CHICAGO – The city of Chicago is seeking damages in a lawsuit accusing five drugmakers of deceptively marketing a class of prescription painkiller that can be highly addictive.
The lawsuit filed Monday in Cook County Circuit Court states the city has paid nearly $9.5 million for filling opioid prescriptions since 2007. It alleges the pharmaceutical companies’ marketing of opioids for long-term use to treat non-cancer pain was false, misleading and “unsupported by science.”
The suit also claims drugmakers attempted to expand the long-term use of opioids beyond the treatment of cancer pain to reap bigger profits. The damages would be determined at trial if the city were successful in its case.
“In order to expand the market for opioids and realize blockbuster profits, [the five companies] needed to create a sea-change in medical and public perception that would permit the use of opioids for long periods of time to treat more common aches and pains, like lower back pain, arthritis, and headaches,” the lawsuit states. The companies, the suit alleges, “set out to, and did, reverse the popular and medical understanding of opioids.”

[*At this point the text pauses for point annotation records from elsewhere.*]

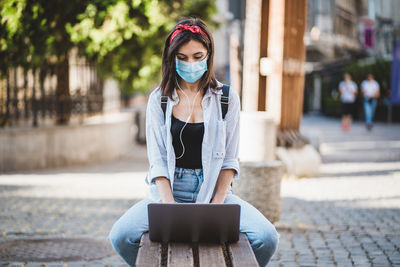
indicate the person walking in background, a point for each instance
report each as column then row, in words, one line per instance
column 371, row 92
column 348, row 93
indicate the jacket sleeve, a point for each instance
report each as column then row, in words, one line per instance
column 232, row 118
column 156, row 138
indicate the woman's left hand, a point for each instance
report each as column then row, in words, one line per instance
column 218, row 199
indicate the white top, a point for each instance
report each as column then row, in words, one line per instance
column 347, row 90
column 220, row 146
column 369, row 88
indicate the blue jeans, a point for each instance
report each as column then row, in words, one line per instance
column 369, row 110
column 127, row 230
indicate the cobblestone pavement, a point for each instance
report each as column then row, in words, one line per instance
column 348, row 216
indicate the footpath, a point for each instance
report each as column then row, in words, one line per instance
column 348, row 216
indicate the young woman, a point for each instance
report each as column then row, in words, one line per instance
column 192, row 151
column 348, row 93
column 371, row 92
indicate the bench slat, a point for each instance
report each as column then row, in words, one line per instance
column 149, row 252
column 211, row 255
column 242, row 253
column 180, row 254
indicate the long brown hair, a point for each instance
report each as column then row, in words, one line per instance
column 169, row 74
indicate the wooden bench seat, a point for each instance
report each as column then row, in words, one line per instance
column 237, row 254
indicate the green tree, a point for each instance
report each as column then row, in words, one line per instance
column 124, row 38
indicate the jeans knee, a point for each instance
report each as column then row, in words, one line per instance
column 116, row 239
column 265, row 245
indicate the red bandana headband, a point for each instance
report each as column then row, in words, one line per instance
column 180, row 28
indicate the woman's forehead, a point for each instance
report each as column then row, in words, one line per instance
column 192, row 47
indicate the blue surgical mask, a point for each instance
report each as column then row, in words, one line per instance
column 191, row 71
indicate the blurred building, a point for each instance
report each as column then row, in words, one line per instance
column 343, row 31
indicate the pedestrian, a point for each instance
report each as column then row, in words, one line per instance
column 192, row 150
column 348, row 92
column 371, row 92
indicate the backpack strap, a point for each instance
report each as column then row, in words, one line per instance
column 224, row 100
column 164, row 100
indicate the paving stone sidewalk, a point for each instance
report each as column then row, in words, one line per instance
column 348, row 216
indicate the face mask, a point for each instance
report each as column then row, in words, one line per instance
column 191, row 71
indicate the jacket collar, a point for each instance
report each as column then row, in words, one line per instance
column 209, row 92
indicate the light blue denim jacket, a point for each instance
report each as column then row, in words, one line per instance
column 220, row 142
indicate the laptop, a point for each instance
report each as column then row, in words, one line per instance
column 193, row 222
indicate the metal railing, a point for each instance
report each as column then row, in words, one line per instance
column 26, row 99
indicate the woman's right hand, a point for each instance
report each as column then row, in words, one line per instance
column 164, row 188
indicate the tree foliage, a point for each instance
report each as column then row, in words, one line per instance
column 123, row 37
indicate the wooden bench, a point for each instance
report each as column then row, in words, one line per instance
column 237, row 254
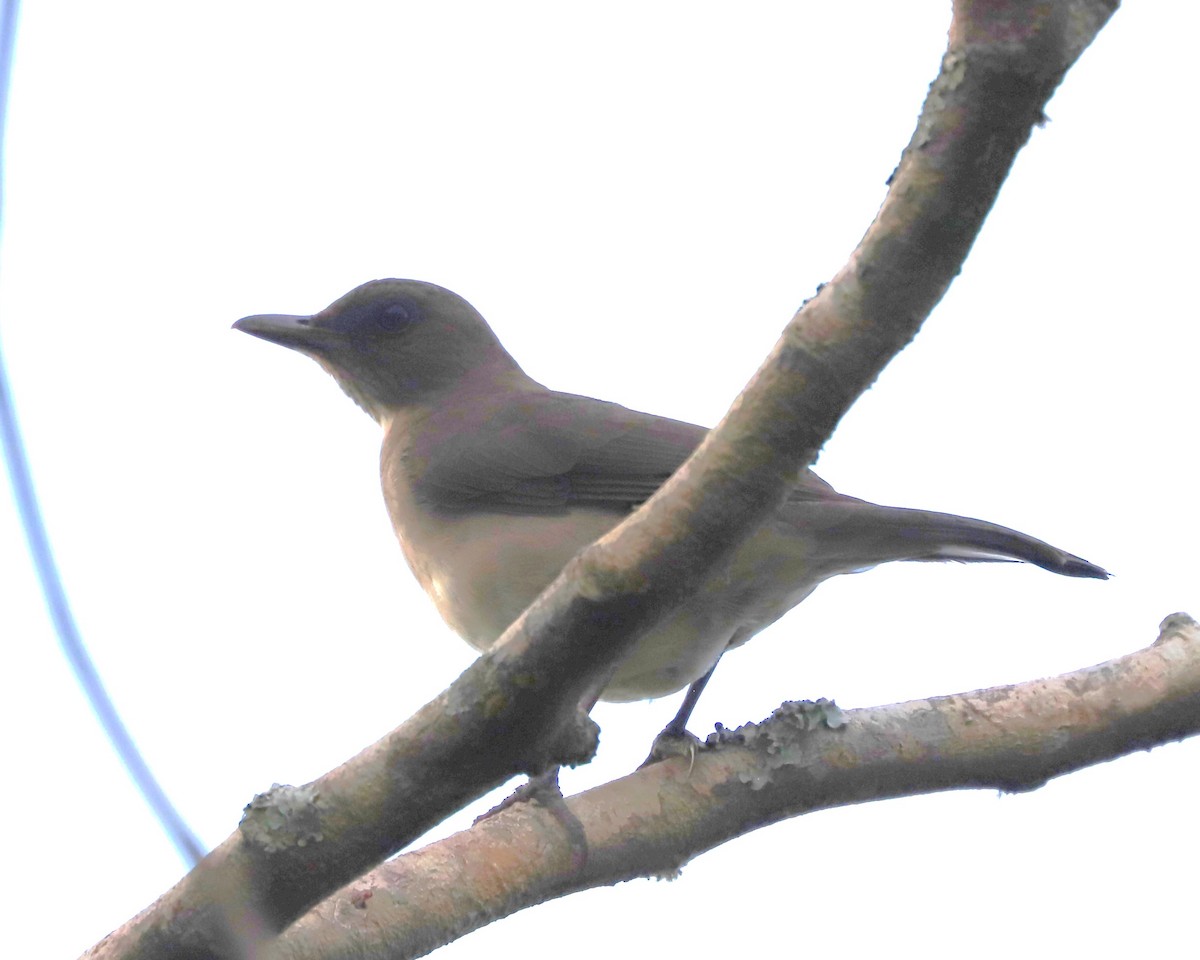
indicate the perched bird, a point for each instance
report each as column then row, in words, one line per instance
column 495, row 481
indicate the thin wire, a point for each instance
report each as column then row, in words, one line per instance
column 185, row 841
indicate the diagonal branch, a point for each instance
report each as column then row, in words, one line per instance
column 651, row 823
column 517, row 708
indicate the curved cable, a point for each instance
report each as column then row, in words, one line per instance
column 185, row 841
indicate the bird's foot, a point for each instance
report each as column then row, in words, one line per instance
column 673, row 742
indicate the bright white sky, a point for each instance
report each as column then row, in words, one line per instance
column 637, row 196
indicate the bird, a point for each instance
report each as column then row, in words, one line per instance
column 493, row 483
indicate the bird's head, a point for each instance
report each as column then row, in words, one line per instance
column 393, row 343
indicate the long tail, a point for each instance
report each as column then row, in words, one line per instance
column 877, row 534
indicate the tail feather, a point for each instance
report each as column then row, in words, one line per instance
column 879, row 534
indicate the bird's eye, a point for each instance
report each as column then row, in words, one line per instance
column 394, row 317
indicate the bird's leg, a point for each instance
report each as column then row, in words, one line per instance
column 676, row 735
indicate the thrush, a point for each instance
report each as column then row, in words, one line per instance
column 493, row 481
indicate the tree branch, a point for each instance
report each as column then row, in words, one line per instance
column 517, row 708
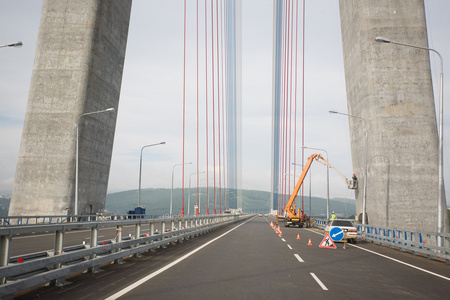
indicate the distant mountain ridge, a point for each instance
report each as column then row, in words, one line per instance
column 157, row 202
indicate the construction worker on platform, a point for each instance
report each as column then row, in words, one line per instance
column 333, row 216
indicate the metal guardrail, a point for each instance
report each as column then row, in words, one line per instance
column 423, row 242
column 19, row 275
column 57, row 219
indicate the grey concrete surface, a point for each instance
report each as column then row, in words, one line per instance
column 390, row 88
column 77, row 69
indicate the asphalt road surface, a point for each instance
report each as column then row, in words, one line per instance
column 249, row 260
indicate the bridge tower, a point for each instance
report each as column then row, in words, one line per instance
column 77, row 69
column 389, row 90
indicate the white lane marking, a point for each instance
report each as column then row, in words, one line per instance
column 396, row 260
column 298, row 258
column 319, row 282
column 150, row 276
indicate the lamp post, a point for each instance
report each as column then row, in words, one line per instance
column 328, row 179
column 140, row 170
column 77, row 150
column 365, row 160
column 15, row 45
column 189, row 195
column 441, row 202
column 171, row 191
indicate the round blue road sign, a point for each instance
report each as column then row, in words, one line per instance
column 336, row 234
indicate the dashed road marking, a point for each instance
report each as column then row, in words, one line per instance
column 319, row 282
column 298, row 258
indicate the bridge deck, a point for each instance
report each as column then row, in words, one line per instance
column 253, row 261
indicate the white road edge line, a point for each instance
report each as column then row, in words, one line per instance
column 150, row 276
column 299, row 258
column 396, row 260
column 403, row 263
column 319, row 282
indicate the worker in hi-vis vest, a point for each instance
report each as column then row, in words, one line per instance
column 333, row 216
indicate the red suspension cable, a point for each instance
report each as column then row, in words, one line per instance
column 206, row 114
column 184, row 107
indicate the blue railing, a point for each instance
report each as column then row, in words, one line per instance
column 428, row 243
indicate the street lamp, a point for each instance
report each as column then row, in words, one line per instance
column 77, row 150
column 441, row 203
column 15, row 45
column 365, row 160
column 171, row 191
column 140, row 170
column 189, row 195
column 328, row 179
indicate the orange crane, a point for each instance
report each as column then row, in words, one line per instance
column 291, row 216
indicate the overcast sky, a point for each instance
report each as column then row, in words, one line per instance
column 150, row 108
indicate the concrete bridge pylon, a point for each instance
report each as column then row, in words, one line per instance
column 77, row 69
column 389, row 89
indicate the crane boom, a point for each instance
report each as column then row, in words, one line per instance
column 291, row 216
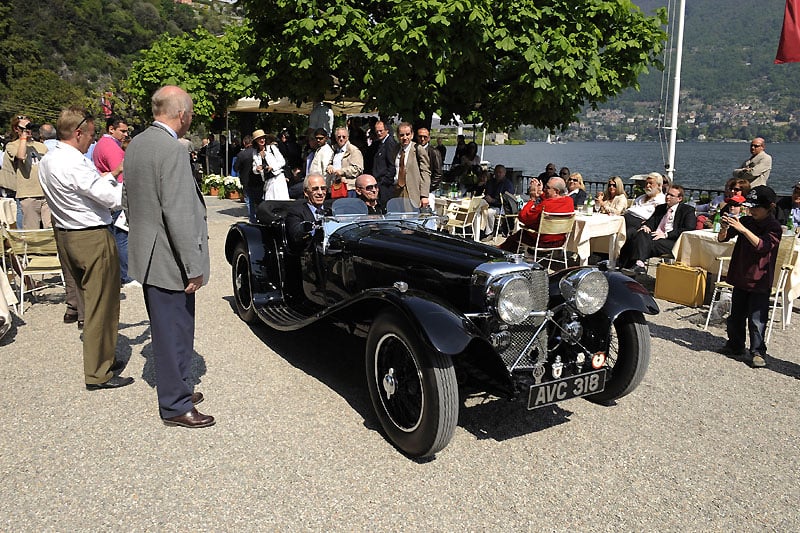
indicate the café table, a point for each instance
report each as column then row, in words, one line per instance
column 597, row 232
column 700, row 248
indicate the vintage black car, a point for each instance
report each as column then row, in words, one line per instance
column 438, row 311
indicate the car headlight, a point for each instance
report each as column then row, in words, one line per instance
column 512, row 298
column 586, row 289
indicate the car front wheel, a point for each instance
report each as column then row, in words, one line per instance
column 628, row 357
column 242, row 288
column 413, row 388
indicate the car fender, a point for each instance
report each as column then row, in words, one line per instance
column 624, row 294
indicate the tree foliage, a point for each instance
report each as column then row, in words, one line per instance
column 505, row 62
column 207, row 66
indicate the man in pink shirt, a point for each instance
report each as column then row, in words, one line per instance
column 107, row 156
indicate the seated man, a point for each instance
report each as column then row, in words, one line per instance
column 644, row 205
column 555, row 201
column 659, row 232
column 367, row 191
column 301, row 220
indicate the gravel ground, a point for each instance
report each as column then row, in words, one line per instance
column 705, row 443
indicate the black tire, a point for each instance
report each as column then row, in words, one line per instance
column 628, row 357
column 242, row 280
column 413, row 388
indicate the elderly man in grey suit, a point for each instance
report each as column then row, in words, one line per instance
column 413, row 179
column 168, row 248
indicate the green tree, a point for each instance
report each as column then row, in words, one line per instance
column 507, row 63
column 207, row 66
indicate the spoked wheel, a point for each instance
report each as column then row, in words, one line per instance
column 413, row 389
column 628, row 357
column 242, row 289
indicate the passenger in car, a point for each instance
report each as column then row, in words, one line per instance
column 302, row 218
column 367, row 190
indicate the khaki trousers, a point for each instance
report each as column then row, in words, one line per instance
column 92, row 259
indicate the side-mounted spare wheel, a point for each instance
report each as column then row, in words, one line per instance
column 413, row 388
column 628, row 357
column 242, row 289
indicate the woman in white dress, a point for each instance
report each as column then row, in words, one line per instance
column 268, row 163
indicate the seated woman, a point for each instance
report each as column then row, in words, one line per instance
column 576, row 189
column 613, row 201
column 555, row 200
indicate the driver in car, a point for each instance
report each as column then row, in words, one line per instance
column 303, row 218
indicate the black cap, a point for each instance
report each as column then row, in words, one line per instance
column 761, row 196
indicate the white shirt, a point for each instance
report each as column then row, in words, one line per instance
column 78, row 196
column 644, row 207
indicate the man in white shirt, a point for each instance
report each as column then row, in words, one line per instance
column 80, row 200
column 645, row 204
column 658, row 234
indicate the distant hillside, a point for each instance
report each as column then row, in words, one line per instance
column 729, row 49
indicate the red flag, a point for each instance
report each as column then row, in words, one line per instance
column 789, row 47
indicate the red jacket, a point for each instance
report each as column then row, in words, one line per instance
column 531, row 213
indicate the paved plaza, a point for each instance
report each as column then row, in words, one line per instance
column 704, row 444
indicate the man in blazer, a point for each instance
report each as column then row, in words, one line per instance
column 413, row 165
column 658, row 234
column 383, row 164
column 168, row 245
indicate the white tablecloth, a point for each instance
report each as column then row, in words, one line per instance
column 599, row 232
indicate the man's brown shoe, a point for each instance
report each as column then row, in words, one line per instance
column 192, row 419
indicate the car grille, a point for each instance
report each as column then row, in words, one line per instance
column 521, row 334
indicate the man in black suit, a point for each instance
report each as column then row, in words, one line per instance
column 383, row 166
column 302, row 217
column 658, row 234
column 252, row 184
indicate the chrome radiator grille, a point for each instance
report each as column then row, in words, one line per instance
column 521, row 334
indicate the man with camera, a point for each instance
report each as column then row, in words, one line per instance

Chicago’s state lawsuit is strikingly similar to one filed by two California counties last month. Both lawsuits name Johnson & Johnson’s Janssen Pharmaceuticals, Purdue Pharma, Actavis, Endo Health Solutions Inc., and Teva Pharmaceutical Industries’ Cephalon Inc.
Washington, D.C.-based law firm Cohen Milstein Sellers & Toll, which specializes in consumer complaints, is involved in both the California and Chicago cases.
Chicago subpoenaed documents from the companies “to determine if we had the basis to sue,” city spokeswoman Shannon Breymaier said. The city has worked with Cohen Milstein on other legal matters and the current case began more than a year ago under Chicago Mayor Rahm Emanuel’s direction, she said.
“We have been out in front of this, and were the first city to start investigating this kind of lawsuit,” Breymaier said.
Janssen spokeswoman Robyn Frenze said in an email that the company is “committed to ethical business practices and responsible promotion, prescribing and use of all our medications.”
“We’re currently reviewing the complaint,” Frenze said.
Purdue Pharma spokesman Robert Josephson said the company hasn’t received the complaint and has no comment. The other companies named in the complaint didn’t immediately respond to requests for comment from The Associated Press.
In 2007, Purdue, which makes OxyContin, and three of its former executives agreed to pay $634 million to settle criminal and civil charges filed by the U.S. Department of Justice. The charges alleged the company misled regulators, doctors and patients about the potential for addiction and abuse.
Purdue has since introduced a new version of OxyContin aimed at preventing abuse. It’s more difficult to crush, break or dissolve.
Mayor Emanuel released a statement criticizing drugmakers for deceiving the public about the “true risks and benefits of highly potent and highly addictive painkillers in order to expand their customer base and increase their bottom line.”
“This has led to a dramatic rise in drug addiction, overdose and diversion in communities across the nation, and Chicago is not immune to this epidemic,” Emanuel said. “Today, we’re saying enough is enough – it’s time for these companies to end these irresponsible practices and be held accountable for their deceptive actions.”